Même en période normale, la communication publique se sert de deux leviers : l’information et l’action. Or, depuis le début de la pandémie au Sénégal, l’information sur le sujet est parasitée. Partant des émetteurs officiels, le message est souvent dénudé de pédagogie. Arrivé chez le récepteur, son acceptation reste bloquée par une «infodémie» – un néologisme encore- favorisée par la fragilité du contexte.

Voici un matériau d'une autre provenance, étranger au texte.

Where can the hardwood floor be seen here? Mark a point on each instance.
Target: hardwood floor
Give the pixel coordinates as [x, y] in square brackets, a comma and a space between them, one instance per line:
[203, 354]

Le faux, le semblable et l’invraisemblable cohabitent avec le vrai et deviennent des symptômes de la communication. Informer et s’informer deviennent problématiques. Sur WhatsApp, les théories du complot, les rumeurs et les messages des vendeurs de rêve, de «super-contaminateurs» entrent en conflit avec l’information dite officielle.
La fragilité du système d’information se révèle aussi par l’harmonie lexicale des “Unes” de la presse. Un certain recul installe un doute méticuleux sur le travail des médias en période de polycrise… Un autre chantier.
Une crise révèle souvent nos fragilités. Le Covid-19 devient le miroir de notre pays. Toutefois, l’expérience chinoise pourrait, à défaut de nous servir de leçon, nous inspirer.
Dans la culture chinoise, le terme « wei ji » que l’on utilise pour traduire le vocable «crise» sous-entend aussi bien le risque que l’opportunité. Il signifie aussi la mise en garde. Le risque (wei) désigne le danger qui guette lorsque l’ordre qui semble s’établir, quand des vérités, surtout dans un pays de prophètes comme le Sénégal, s’imposent. Le champ de l’opportunité (ji ) ouvre la possibilité de comprendre , d’apprendre de sa fragilité et de s’adapter.
Un regard doit se tourner vers Wuhan pour comprendre la force du “Wei-Ji” dont l’équivalence est à chercher dans nos langues locales afin de mieux panser nos fragilités…
Sahite Gaye est docteur en communication, enseignant chercheur.